I'm participating in a Kaggle contest "What's cooking". The goal is to know wich kind of cuisine we have, depending on some ingredients. So it's a multiclass classification problem. I have an existing model, and I have been trying to improve it for 2 weeks without result. I am using scikit learn, and my existing model is
pipelineLR = Pipeline([ ('vect', CountVectorizer(max_df=0.75)), ('lr', LogisticRegression(C=0.4,solver='lbfgs',multi_class='ovr',fit_intercept=True,warm_start=True)), ])
It's really basic. But the problem of this dataset is that we have unbalanced data. Also we have a a huge sparse matrix because of the CountVectorizer. I tried a lot of different model, with and without TF-IDF and this model is the best I can get. I have also confusion matrix, classification report and learning curve for it.

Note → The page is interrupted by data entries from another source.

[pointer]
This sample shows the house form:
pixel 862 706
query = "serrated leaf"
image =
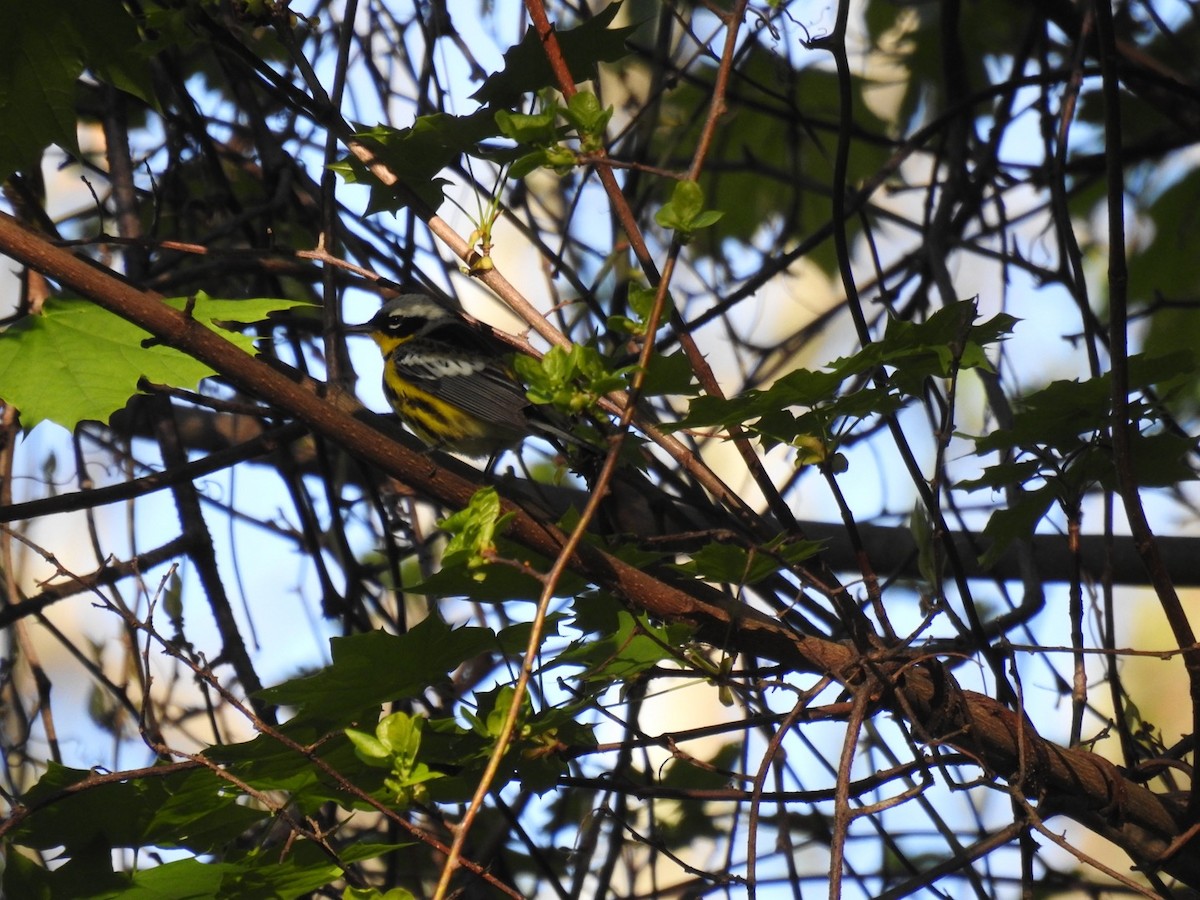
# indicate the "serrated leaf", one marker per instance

What I can notice is that is have high-variance. I think I can do something by preprocessing the data but I am really stuck. I don't know if my model is good enough to be improved, or if I have to find a totally new approach to it. Also what I can get from the classification report is that the model is working well for classes where I have a lot of data, but it's making a lot of mistakes for classes with less data.
I am very new to data science and I am trying to learn by myself. But I think I really need to have another point of view with this problem, because I can't manage to improve my score.